世間体の抑止力と画一化

例えば、消防署の対応がまずかったから逃げ遅れたんだ、なんて言い草は、それが本当に特別怠慢な行為をしていた結果としてなされた明白な証拠がなければ非難される。(便利な言葉ではあるが)仕方が無いことに対して、いやそんなことは無かった、と言い張ることは、「してもらった」努力に対して、仕事だからと言って、自分にとっての最善の結果にならなかったことが不満だと言う話と「見做される」。通常、そんなことしたら肩身が狭くて生きていけない。白い目で見る周りは、言った人が自己利益を追求しているからそうしているわけでは(一部そういう気持ちはあるとしても)、ない。消防をやってくれる人がいなくなると困るからだ。

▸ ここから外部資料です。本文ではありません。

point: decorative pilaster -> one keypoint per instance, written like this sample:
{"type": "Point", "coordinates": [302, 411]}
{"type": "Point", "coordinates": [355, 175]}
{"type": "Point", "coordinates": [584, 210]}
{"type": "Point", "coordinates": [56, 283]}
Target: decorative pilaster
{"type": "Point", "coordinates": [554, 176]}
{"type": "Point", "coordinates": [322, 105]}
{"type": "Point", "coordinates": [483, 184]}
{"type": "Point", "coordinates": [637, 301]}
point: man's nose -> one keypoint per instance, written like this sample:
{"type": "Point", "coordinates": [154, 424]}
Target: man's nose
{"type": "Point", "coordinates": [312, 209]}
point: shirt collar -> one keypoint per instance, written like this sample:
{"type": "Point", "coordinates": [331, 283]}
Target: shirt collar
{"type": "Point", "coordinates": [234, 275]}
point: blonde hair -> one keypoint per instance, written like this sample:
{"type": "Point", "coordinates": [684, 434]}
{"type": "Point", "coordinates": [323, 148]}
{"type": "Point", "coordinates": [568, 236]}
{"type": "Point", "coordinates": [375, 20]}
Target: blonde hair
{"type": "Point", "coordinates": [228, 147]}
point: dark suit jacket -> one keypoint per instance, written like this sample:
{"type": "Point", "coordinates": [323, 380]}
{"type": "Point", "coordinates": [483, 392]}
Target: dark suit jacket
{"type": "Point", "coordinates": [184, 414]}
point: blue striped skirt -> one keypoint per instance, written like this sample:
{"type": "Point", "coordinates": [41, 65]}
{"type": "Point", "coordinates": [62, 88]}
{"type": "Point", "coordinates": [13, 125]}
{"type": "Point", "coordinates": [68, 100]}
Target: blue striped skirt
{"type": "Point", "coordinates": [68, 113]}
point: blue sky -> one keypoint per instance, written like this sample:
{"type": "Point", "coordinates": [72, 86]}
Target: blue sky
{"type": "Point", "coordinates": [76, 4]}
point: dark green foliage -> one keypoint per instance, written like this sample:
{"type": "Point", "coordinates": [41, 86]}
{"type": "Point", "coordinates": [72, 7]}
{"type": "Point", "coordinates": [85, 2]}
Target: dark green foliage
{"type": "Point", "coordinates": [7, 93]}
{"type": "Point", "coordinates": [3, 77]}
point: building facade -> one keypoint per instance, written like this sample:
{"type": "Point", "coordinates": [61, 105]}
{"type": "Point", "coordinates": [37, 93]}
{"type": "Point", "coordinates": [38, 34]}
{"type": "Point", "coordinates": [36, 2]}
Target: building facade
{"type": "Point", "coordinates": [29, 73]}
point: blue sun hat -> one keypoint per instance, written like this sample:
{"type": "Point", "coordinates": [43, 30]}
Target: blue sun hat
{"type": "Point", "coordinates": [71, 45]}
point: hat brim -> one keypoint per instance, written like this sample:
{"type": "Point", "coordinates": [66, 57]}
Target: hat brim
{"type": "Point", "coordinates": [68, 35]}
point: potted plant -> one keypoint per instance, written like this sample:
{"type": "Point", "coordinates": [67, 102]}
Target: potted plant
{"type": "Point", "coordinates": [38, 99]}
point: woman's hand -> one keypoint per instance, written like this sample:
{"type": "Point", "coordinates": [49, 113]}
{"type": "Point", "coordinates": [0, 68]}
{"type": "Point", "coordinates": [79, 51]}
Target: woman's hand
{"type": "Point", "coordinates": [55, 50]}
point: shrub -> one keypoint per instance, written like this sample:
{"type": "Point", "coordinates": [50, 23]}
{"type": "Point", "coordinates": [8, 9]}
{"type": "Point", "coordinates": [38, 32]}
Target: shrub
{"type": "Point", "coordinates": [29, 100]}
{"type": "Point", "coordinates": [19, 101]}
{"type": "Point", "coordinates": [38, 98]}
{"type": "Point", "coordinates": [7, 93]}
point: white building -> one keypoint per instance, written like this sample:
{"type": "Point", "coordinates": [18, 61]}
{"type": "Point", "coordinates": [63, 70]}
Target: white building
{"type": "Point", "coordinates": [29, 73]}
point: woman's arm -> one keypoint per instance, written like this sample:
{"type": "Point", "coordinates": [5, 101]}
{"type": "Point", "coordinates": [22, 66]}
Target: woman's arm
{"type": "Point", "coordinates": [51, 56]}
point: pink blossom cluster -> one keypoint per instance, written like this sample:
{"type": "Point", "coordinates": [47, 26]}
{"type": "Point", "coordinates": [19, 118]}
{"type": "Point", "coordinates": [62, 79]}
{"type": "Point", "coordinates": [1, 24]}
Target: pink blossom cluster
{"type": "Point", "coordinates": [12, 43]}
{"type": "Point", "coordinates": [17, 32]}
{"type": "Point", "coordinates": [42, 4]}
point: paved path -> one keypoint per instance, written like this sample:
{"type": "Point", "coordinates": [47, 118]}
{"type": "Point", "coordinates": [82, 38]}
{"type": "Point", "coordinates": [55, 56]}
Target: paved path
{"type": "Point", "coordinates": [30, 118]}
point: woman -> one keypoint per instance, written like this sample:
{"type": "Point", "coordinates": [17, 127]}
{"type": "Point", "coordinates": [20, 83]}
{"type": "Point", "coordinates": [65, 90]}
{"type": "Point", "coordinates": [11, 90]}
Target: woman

と、まあ、非常に単純化して語っているので社会学的に見て妥当な議論かはわからないけれど、世間体なんてものが弱体化していることが様々な自分勝手と見做される行為(モンスターペアレント然り)を生み出している背景のひとつではあろうし、ワーキングプアなんてのも昔から実はあったと思うけれど、救いの手を差し伸べてくれる下宿とか、そういう近所の人々的な世間が弱体化したのも目立ち始めた一因なんじゃないかと思ったりもする。
ところが、そんな世間体や世間話をするお付き合いが減ってきた変わりに、ウェブでの世間話が出来上がってきた。
こういう空気読めない訴訟をする人が糾弾される場は、その人が住んでいる世間から、ウェブ上へシフトする。全世界共通世間体が既に誕生しつつあるわけだ。これは怖い。何かをやらかしてしまっても引っ越せば済む世間だったのが、どこに言っても同じ世間。逃げ場なし。しかし、その世間の広がりを想像できないで、ついぽろっと漏らしてしまったり、やってしまったりする。それが世間の基準に照られて逸脱していると、つまはじき。
2ちゃんみたいなネオ共同体の登場は、それ自体が一つの世間と言っても良いのかも知れないけれど、世間の論調は常に参加者の多数派によって決められるわけだから、そのような一つの世間で留まっているうちはいいけれど、共通化が進み、引き返せないところまで来ると、画一化した全世界共通世間体の出来上がり。
かくして、ウェブは一つの世間として存在を確乎たるものにし、実名が当たり前になり、必要以上のバカなことをすることへの抑止力となる。当然、副作用として、画一的な価値観による抑圧が発生し、つまはじきにされたものたちが集う地下組織のレジスタンス活動が始まる…というのはSFの読みすぎか。とにかく、世知辛い世の中と言う言葉が復活するような。
これはこれで、ありだと思う。ただ、画一化された価値観と言うのは多分、常に保守的で、危機に弱くて、発展性に乏しい。そういう点で、ウェブの統一された世間化と言うのは怖い気もする。